Hi,

I have a hierarchical linear model which takes a rather long time to fit properly. So far, I’ve managed to reduce the runtime to 21-26 hours (while maintaining convergence indicators), but recently I’ve hit a wall in terms of speed improvement. This is after a few months of testing different samples of the data and different code enhancements (mainly from the Stan Reference Manual and User Guide).

I’d love to hear everyone’s ideas on:

- In theory, what is the lowest runtime I can expect to achieve for this model, using existing Stan software and assuming I have unlimited compute resources?
- What other enhancements could I make to my code to speed up the model?
- What sort of compute setup would make this model faster?

This is a textbook example of simple hierarchical design.
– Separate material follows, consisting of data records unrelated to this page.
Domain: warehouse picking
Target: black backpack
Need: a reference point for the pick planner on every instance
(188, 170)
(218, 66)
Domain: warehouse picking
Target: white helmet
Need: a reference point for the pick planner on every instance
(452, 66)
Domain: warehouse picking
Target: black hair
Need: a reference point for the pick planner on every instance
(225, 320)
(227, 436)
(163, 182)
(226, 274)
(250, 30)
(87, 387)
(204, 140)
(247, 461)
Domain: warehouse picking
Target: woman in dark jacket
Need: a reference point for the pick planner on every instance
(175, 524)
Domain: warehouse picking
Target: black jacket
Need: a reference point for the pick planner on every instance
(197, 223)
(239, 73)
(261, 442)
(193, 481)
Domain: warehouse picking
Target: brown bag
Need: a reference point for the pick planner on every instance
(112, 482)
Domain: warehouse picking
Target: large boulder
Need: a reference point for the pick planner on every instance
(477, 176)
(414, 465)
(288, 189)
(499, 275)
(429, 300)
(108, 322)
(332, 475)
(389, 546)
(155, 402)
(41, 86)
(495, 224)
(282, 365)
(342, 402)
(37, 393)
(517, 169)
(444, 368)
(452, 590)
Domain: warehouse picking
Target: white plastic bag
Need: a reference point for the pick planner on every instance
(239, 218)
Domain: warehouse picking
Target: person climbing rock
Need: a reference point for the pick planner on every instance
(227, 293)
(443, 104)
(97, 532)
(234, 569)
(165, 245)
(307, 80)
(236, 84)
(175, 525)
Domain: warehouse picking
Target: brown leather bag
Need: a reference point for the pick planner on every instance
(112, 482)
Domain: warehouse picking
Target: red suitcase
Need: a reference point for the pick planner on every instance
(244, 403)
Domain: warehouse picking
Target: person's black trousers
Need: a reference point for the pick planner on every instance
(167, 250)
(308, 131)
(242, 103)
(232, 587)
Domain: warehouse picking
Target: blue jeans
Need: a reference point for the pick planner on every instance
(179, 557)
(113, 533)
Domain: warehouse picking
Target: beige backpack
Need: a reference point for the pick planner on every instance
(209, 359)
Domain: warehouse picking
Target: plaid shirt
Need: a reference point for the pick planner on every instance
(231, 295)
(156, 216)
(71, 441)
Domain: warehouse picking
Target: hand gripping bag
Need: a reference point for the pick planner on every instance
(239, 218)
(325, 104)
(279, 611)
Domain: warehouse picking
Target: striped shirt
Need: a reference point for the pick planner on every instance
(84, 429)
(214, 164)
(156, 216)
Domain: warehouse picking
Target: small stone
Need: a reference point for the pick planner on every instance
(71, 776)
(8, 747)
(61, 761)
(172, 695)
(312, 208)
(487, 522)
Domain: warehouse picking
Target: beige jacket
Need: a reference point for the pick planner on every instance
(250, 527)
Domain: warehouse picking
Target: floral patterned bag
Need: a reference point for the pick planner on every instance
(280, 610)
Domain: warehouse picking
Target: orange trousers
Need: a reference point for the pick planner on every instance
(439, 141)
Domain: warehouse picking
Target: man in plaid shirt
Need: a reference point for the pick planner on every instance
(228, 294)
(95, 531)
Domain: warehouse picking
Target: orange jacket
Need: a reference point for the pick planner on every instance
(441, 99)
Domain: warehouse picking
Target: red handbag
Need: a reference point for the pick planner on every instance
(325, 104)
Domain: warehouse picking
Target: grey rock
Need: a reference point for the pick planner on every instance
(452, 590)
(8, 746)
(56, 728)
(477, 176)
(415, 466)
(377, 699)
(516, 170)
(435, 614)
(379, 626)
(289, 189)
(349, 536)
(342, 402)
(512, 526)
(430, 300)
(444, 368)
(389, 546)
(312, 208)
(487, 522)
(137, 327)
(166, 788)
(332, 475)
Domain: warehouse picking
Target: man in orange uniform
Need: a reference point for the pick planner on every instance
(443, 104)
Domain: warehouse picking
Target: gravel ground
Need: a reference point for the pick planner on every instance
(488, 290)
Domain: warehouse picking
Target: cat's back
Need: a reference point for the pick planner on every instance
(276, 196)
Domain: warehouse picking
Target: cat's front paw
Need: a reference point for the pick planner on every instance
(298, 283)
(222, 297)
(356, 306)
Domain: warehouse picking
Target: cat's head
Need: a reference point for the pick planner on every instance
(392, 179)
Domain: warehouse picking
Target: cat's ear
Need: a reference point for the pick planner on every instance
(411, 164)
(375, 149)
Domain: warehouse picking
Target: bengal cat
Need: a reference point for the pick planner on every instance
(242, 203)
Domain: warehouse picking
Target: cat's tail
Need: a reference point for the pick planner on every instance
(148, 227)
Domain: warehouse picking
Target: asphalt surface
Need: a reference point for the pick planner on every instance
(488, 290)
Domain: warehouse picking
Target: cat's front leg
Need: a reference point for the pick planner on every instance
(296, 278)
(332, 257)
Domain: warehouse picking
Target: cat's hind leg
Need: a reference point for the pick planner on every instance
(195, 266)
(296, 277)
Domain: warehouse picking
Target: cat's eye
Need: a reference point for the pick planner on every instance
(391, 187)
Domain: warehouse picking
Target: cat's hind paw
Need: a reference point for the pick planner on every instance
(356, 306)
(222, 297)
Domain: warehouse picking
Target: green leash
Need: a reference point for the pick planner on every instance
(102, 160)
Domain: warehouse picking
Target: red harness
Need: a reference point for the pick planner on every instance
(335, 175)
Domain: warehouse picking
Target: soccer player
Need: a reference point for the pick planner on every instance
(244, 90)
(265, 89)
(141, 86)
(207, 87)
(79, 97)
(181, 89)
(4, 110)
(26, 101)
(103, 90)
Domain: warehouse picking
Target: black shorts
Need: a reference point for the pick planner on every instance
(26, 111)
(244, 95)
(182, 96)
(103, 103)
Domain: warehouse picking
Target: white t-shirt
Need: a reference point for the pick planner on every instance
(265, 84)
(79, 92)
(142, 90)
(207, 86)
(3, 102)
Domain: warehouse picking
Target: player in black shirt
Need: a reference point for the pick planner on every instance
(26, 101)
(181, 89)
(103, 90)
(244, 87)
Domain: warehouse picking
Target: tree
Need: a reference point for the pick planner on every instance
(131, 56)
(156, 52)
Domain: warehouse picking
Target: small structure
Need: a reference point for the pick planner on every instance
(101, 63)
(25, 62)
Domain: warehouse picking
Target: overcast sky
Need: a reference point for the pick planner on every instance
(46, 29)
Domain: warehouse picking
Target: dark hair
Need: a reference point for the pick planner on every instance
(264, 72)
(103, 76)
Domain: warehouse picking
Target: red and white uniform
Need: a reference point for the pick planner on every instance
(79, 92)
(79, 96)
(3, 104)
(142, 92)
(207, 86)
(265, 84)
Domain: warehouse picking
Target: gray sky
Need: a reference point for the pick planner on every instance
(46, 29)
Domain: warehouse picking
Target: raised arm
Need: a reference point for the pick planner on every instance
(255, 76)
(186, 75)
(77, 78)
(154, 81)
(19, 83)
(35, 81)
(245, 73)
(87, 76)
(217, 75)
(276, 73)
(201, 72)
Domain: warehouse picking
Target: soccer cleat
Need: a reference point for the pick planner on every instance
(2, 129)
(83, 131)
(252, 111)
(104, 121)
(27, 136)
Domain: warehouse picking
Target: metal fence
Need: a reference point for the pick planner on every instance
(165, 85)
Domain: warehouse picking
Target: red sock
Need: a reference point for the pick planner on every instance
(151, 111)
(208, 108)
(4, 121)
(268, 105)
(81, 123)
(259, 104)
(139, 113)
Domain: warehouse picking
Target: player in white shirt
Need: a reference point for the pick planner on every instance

I am trying to predict a normal continuous outcome, with two sets of random effects and a few fixed effects. Each set of random effects corresponds to a natural grouping level in my data (technically, the groupings are fully nested, although for simplicity, I model them as crossed effects). For each of the random effects, I am modeling a set of intercepts and a set of slopes (partially-pooled, NCP with a Cholesky factorization).

Here is the Stan code, with a description of each input:

code.stan (4.1 KB)

I fit the model as follows:

model_7 <- rstan::stan(file=‘code.stan’,

data=data_final_5_stan,

seed=seed,

chains=4,

iter=4000,

warmup=3000,

control=list(adapt_delta=0.999999999,

max_treedepth=13))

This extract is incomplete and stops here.